By Wes Davis
Ranging from broken acoustics layered with harmonious vocal chords of “29 #Strafford APTS”, reminding us of For Emma, Forever Ago, to the well produced and distorted autotune of “10 d E A T h b R E a s T ⚄ ⚄” building off of Bon Iver’s self titled album, 22, A Million fills you with the raw emotion that Bon Iver is known for and instrumentation that further secures the band’s place in history. After five years of anticipation Bon Iver teased us with the release of three singles: “22 (OVER S∞∞N),” “33 ‘God.’”, and “10 d E A T h b R E a s T ⚄ ⚄” to then release 22, A Million. This album doesn’t have the seamless flow that Bon Iver produced for their self titled album, however, 22 A Million starts similarly as ‘Bon Iver’ with track 1 building and dropping to allow track 2 leeway to contrast to the prior with distorted bass and percussion. The majority of the songs incorporate Justin Vernon’s (band leader) pitched-shifted voice, such as 715 – CR∑∑KS, where it is Vernon’s voice a capella, autotuned and chorded. The autotune and highly processed digital sounds echo that of early 2000’s but strewn across Vernon’s heartfelt and anxious lyrics and melodies reach the level intimacy only known from For Emma, Forever Ago.

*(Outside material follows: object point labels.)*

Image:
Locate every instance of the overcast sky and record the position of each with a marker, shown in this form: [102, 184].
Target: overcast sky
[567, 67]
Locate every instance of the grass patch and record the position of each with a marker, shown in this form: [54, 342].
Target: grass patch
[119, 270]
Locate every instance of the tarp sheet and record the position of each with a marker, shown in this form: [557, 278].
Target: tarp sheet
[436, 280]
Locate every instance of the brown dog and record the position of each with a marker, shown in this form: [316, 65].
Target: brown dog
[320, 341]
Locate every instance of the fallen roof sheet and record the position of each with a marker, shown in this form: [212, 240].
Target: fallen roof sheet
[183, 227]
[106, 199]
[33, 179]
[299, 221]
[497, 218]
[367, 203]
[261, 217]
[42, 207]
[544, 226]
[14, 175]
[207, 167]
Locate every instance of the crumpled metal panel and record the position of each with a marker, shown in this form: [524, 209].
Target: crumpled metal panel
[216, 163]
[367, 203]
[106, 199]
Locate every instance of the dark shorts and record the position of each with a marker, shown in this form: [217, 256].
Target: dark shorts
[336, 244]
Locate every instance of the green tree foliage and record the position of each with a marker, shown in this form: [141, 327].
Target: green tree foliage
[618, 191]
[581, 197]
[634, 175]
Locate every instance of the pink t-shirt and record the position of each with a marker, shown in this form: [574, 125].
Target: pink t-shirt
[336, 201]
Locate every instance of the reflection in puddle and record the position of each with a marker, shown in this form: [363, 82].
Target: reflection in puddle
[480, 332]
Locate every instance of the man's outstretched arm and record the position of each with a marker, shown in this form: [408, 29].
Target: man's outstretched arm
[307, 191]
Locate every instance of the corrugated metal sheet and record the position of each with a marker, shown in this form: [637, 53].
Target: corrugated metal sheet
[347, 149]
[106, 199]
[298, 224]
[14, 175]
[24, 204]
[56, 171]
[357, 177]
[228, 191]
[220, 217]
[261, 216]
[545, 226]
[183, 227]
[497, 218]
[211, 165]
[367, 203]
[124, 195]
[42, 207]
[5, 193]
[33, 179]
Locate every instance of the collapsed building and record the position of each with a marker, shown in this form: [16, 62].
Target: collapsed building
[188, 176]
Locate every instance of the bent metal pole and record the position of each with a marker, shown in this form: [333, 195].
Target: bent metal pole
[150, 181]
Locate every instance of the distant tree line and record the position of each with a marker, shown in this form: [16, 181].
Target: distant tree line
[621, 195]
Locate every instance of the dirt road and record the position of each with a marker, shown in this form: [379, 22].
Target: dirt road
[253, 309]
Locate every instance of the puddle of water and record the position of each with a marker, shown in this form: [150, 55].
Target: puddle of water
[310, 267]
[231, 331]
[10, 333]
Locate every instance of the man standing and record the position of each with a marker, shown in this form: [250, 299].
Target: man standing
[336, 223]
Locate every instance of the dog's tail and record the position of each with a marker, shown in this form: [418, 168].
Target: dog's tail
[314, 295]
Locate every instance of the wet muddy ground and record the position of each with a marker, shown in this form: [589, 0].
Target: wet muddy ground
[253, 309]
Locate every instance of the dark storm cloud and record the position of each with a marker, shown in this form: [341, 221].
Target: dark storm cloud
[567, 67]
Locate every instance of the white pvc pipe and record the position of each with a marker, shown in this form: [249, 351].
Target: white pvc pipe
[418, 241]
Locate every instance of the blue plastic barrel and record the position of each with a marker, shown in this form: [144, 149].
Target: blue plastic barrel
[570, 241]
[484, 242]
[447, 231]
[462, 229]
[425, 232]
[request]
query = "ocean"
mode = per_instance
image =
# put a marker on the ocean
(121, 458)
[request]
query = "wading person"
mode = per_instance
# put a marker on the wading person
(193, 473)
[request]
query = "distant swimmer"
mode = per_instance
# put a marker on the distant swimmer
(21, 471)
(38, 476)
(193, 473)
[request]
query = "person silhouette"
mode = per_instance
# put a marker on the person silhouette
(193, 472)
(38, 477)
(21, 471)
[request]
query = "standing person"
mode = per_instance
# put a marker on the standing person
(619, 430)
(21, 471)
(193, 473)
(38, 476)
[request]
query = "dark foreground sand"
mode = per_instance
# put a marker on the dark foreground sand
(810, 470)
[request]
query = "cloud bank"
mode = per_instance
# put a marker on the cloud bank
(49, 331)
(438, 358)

Much like in Vernon’s experience of isolation when writing his 2008 album, 22 A Million was written on a Greek amidst many panic attacks. Track 1 reflects this early stage of writing, while the entire album mirrors his anxious and ethereal lyrics with the scarce and absorbing melodies. 22, A Million is not the classic idea of set structured songs but an interpretation of feelings and emotions thrown together with inharmonious sounds and noises, such as “21 Moon Water” which fades pristinely into “8 (circle)”. From there the album closes with a gospel feel and banjo riff in “___45_____,” showing that Bon Iver holds its folk roots of For Emma, Forever Ago and finally “000000 Million” gives us bittersweet chords, a familiar feel that we know and love.